Staging and Classification of Thymoma
Establishing a staging system for thymic epithelial tumors (TETs) has been difficult due to the rarity of these tumors. [1, 2] Staging has most commonly been performed using the Masaoka-Koga Staging System. [3] This system, based on a small single-center study, was first developed by Akira Masaoka in 1981, and was later updated by Kenji Koga in 1994. Though several other staging systems were previously proposed, the Masaoka-Koga system has been widely used because it is a prognostic indicator for thymic malignancy and a predictor of tumor recurrence. [4]
The Masaoka-Koga Staging system is based on the local micro- and/or macroscopic invasion of the tumor and the presence of lymphogenous or hematogenous metastasis. See Table 1, below.
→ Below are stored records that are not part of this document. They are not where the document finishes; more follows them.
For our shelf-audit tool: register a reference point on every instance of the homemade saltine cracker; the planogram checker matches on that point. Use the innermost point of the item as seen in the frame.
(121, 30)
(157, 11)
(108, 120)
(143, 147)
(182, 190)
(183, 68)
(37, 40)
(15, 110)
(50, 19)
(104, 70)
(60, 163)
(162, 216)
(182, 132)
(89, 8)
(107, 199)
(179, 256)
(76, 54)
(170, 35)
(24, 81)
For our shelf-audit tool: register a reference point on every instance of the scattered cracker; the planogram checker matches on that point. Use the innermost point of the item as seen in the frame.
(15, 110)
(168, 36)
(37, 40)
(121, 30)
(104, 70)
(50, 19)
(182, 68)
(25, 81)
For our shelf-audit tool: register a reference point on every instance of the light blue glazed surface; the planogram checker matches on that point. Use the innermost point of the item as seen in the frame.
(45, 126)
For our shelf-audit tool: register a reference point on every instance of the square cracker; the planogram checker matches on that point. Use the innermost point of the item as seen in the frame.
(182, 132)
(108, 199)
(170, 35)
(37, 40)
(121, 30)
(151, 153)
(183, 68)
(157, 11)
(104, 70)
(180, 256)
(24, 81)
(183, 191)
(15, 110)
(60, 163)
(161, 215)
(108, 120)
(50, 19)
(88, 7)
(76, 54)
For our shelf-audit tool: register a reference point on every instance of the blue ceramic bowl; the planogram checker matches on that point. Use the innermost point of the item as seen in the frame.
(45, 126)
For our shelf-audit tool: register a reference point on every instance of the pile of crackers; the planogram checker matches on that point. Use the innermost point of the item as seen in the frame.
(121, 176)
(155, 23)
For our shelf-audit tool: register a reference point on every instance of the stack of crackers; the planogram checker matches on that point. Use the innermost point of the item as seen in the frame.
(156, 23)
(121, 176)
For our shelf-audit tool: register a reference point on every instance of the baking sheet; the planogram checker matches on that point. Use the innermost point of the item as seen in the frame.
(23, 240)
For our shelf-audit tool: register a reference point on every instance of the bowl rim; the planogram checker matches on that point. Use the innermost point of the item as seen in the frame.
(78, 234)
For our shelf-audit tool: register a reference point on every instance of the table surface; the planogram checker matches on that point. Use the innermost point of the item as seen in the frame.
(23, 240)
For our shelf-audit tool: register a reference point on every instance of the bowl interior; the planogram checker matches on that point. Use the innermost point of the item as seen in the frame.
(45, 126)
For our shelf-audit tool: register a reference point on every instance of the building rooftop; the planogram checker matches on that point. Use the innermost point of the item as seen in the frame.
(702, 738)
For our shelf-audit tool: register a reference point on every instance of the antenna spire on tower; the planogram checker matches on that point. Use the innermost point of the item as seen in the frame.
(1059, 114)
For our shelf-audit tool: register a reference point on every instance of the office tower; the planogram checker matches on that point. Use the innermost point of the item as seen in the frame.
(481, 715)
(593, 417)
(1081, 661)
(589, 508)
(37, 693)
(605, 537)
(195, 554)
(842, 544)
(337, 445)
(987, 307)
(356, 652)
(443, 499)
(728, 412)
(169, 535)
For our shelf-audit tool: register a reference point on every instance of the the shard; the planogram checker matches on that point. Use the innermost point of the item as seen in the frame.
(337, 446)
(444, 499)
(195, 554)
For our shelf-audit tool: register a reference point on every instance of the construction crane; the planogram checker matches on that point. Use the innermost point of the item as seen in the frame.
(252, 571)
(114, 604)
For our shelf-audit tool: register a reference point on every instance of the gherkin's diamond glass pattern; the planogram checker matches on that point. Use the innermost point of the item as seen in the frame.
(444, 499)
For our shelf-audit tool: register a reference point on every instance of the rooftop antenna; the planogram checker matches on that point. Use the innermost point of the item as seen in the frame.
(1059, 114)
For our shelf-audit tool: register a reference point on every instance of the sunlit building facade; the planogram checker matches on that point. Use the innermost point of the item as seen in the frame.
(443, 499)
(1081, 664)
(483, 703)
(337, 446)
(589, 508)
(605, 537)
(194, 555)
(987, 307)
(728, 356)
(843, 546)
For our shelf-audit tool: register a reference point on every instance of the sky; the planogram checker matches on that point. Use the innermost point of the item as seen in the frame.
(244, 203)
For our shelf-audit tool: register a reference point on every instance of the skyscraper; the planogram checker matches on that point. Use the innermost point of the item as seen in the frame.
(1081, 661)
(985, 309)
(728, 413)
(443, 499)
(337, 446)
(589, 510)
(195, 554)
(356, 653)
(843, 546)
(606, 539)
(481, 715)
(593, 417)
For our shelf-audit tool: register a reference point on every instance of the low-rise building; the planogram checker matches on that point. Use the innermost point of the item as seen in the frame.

Table 1. Modified Masaoka Clinical Staging of Thymoma (Open Table in a new window)
Stage |
Definition |
I |
Macroscopically and microscopically completely encapsulated |
IIA |
Microscopic transcapsular invasion |
IIB |
Macroscopic invasion into surrounding fatty tissue or grossly adherent to but not through mediastinal pleura or pericardium |
III |
Macroscopic invasion into neighboring organs (ie, pericardium, great vessels, or lung) |
IVA |
Pleural or pericardial dissemination |
IVB |
Lymphogenous or hematogenous metastasis |
The World Health Organization (WHO) developed a histologic classification system in 1999, with revisions in 2004, and later 2015. [5] The WHO classification system has produced a standard agreement among pathologists at varying institutions. This system appears to be a prognostic indicator for tumor recurrence both independently and when combined with the Masaoka staging system. However, it may not be suitable as an independent prognostic indicator. [1, 6] The 2004 WHO histologic classification system is shown in Table 2, below.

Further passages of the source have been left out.